I was searching for the EXACT word, otherwise I would have used a regular expression such as Built .

In my example, it does not make much difference. But, anyway, I would have expected that “choc” would not report “chocolate”. But I may not be a good tester for this.

I guess JabRef should do as most of users would expect.
About this:

  • in Linux Mint cinnamon, the file manager (nemo) will show “chocolate” if you look for “choc”.
  • Windows file manager works the same.
  • I do not know for Mac.
    So, a default behaviour with “choc” giving “chocolate” seems the way to go.
2 Likes

Yeah,

Spotlight by default searches for anything with the search word starting or maybe even containing

here are my SearchGroup lines

1 SearchGroup:Project\;2\;Project =\;0\;0\;1\;\;FILE_DOCUMENT_MULTIPLE\;\;;
3 SearchGroup:CyberNatures\;2\;project=CyberNatures\;0\;0\;1\;\;\;\;;
3 SearchGroup:2012 Susi Workshop\;2\;project="2012 Susi Workshop"\;0\;0\;1\;\;\;\;;
3 SearchGroup:EMS 2012 Workshop\;2\;project="EMS 2012 Workshop"\;0\;0\;1\;\;\;\;;
1 SearchGroup:Teaching Modules\;2\;teachingmodules =\;0\;0\;1\;\;TEACH\;\;;
2 SearchGroup:Skimmed\;0\;readstatus=skimmed\;0\;0\;1\;\;\;\;;
2 SearchGroup:To read\;2\;priority=prio*\;0\;1\;1\;\;\;\;;
2 SearchGroup:Read\;0\;readstatus=read\;0\;0\;1\;\;\;\;;
1 SearchGroup:LocationHardCopy\;2\;locationhardcopy=*\;0\;0\;1\;\;BOOKSHELF\;\;;
2 Likes

I agree that substring matching is what most users would probably expect, not only because this is typical in applications, but also because it is common to all the search interfaces I use for research (PubMed, ProQuest, Ovid, Embase, Cochrane, etc).
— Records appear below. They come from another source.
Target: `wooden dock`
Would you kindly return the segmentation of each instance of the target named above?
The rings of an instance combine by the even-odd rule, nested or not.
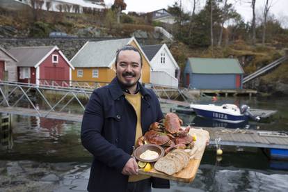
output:
[[[201,127],[210,134],[209,143],[221,138],[221,145],[288,150],[288,134],[281,131]]]
[[[83,114],[71,114],[65,112],[51,111],[48,115],[45,114],[48,111],[39,110],[39,113],[34,109],[22,108],[22,107],[0,107],[0,113],[15,114],[24,116],[35,116],[46,118],[56,120],[63,120],[67,121],[81,122]]]

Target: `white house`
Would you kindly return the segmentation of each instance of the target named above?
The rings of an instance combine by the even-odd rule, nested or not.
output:
[[[180,68],[166,44],[141,46],[150,61],[150,81],[154,86],[177,88]]]
[[[150,12],[148,14],[152,15],[152,19],[155,22],[159,22],[169,24],[173,24],[176,22],[175,17],[168,13],[165,8],[157,10]]]

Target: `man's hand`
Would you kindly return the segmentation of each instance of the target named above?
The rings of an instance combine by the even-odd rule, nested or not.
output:
[[[122,174],[126,175],[138,175],[138,165],[134,158],[130,158],[124,166]]]

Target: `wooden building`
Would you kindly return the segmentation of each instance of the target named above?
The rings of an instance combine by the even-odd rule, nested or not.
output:
[[[57,46],[22,47],[9,50],[18,60],[18,81],[69,85],[74,67]]]
[[[189,58],[182,83],[192,89],[241,89],[243,73],[235,58]]]
[[[138,49],[143,57],[140,81],[150,83],[150,63],[134,38],[97,42],[87,42],[70,60],[75,67],[72,81],[98,82],[105,85],[115,76],[115,61],[117,51],[127,45]]]
[[[152,67],[151,83],[178,88],[180,68],[166,44],[141,46]]]

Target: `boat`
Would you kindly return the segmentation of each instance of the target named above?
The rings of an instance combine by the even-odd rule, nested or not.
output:
[[[221,106],[215,104],[193,104],[190,105],[197,115],[208,118],[218,121],[230,123],[239,123],[248,121],[249,118],[259,120],[259,116],[254,116],[250,111],[250,107],[242,105],[241,109],[234,104],[224,104]]]

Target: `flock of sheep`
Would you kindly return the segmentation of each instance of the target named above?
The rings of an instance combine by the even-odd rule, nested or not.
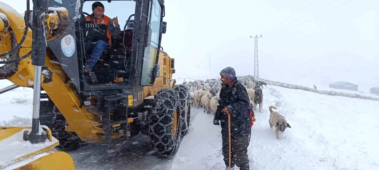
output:
[[[247,92],[251,102],[252,103],[254,95],[255,83],[251,76],[237,76],[238,81],[243,84]],[[204,112],[213,114],[216,113],[218,104],[218,99],[221,90],[221,82],[219,79],[207,79],[184,82],[183,84],[188,86],[191,92],[191,103],[196,108],[202,108]]]

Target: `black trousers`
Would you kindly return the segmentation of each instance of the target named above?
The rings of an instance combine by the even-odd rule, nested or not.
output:
[[[240,170],[249,170],[249,157],[247,146],[249,145],[249,134],[242,136],[231,136],[232,152],[230,158],[232,166],[235,165],[240,167]],[[225,165],[229,166],[229,139],[227,135],[222,135],[222,155]]]

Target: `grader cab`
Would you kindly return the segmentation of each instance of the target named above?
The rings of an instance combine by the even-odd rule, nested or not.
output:
[[[24,18],[6,4],[0,6],[0,16],[6,17],[0,23],[0,52],[5,54],[0,56],[5,60],[0,61],[5,64],[0,79],[14,84],[8,89],[34,85],[34,93],[40,91],[36,117],[59,140],[55,148],[74,150],[92,142],[113,149],[140,133],[149,136],[158,155],[174,154],[190,126],[190,97],[188,87],[172,79],[174,59],[161,50],[166,25],[163,1],[97,1],[134,6],[131,14],[118,17],[119,35],[111,37],[89,71],[87,49],[94,35],[101,33],[102,23],[83,5],[95,1],[33,1],[37,5]],[[123,17],[127,19],[119,20]],[[40,79],[40,90],[34,83]]]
Another reason to maintain this behaviour in the long run is that the results make the syntax self-evident. If searching for apple matches “apple”, “apples”, and “pineapple”, then I see immediately that substring matching is in effect. In contrast, if a search for “apple” fails to return “apples”, then the user has to also search for “apples” to find out if the results change.

Regarding JabRef groups, I use substring matching very often, and design my static groups to take advantage of this.
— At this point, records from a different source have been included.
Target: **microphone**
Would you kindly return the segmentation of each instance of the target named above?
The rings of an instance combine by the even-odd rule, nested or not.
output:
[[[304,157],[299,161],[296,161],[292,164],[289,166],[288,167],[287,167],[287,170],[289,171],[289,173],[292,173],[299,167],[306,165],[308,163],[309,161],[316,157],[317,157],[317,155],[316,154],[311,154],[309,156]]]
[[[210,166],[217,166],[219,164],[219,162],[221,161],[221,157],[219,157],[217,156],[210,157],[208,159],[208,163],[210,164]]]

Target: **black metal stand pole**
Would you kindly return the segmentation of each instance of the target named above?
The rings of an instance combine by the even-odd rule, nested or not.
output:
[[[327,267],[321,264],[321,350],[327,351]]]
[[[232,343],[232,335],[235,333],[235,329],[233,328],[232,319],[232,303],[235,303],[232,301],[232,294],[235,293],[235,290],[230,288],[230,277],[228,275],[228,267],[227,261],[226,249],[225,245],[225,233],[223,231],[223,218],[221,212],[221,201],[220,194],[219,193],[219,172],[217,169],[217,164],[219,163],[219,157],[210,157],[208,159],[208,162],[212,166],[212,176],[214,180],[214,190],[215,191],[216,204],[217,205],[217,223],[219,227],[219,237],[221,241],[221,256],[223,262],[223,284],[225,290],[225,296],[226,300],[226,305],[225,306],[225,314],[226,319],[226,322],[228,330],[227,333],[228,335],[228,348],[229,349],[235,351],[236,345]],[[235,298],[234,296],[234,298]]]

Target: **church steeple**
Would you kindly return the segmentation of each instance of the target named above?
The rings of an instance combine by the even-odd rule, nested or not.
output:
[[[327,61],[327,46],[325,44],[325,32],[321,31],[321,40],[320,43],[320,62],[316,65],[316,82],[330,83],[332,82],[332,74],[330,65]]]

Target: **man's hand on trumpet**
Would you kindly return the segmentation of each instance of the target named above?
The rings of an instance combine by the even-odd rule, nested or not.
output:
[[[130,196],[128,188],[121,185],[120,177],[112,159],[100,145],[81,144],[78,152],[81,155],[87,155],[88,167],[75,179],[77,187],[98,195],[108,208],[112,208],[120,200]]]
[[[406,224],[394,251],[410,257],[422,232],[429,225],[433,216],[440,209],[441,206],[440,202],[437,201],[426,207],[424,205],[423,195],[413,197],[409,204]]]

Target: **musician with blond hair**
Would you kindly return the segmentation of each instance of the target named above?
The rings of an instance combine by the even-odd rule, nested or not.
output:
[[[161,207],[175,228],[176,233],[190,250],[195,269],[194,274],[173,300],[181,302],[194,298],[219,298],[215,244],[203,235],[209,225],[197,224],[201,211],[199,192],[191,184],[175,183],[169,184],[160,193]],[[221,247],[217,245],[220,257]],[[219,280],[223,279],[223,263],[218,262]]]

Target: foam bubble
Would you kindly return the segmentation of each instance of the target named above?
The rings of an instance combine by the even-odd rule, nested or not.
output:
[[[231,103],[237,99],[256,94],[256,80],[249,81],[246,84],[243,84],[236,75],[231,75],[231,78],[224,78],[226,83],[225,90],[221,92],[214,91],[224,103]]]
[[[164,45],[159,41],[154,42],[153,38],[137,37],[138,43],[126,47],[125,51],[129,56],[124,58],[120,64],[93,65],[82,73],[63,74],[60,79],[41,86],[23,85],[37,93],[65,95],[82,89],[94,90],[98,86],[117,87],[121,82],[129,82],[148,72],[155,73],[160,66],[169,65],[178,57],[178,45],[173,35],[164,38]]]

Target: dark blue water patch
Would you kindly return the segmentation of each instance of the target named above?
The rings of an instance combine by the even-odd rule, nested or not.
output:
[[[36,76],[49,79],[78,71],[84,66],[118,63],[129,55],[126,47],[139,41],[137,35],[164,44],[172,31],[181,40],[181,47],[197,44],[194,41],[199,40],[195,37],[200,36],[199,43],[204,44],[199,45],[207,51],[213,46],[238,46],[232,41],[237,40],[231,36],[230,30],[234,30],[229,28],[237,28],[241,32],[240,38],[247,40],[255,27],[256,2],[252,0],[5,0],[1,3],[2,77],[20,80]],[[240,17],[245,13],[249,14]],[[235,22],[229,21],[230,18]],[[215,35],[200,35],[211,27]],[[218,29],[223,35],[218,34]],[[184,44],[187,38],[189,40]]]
For example, if an entry has the group one/included and another entry has the group two/included then I can search for

groups=/included

to find entries included in one or two.

I have been avoiding regex for “performance” optimisation, but otherwise, regex is a suitable alternative for me and converting existing groups to regex is not too much trouble.

At the most basic level, it would be helpful to have an indication in the GUI of which groups are search-groups.

I have several groups like this. Here is an example

2 SearchGroup:beaming\;2\;title|abstract|groups|keywords:/beam/ AND -groups:/demo/exclude|:not/\;0\;1\;1\;0xb3661aff\;\;\;;

beam is intended to capture variations such as beams or beaming. demo/exclude and :not are prefixes intended to capture various subgroups.

Updates:

  • I installed the latest development version and migrated groups to the new syntax.
  • Several of my search groups, including those like the example above no longer worked correctly after conversion.
  • I rewrote multi-field searches to OR statements (is this documentation helpful?)
  • Some expressions that JabRef converted automatically to regex could be expressed in Lucene syntax without regex.
  • Strings that JabRef converted to regular expressions were missing escape characters before : and / (incorrect)
  • Searching for fieldname:something can return false negatives if the target is preceded by a non-word character, e.g. “hyphenated-something” or “:something”. I needed to use fieldname:*something to get the desired results.
  • The wildcard * seems to work in the first position, even though this is said to be unsupported by Lucene.
  • I noticed that the regex option has been removed from JabRef’s search bar and from “Free search expressions”, but is still present for groups created by “Searching for a keyword”.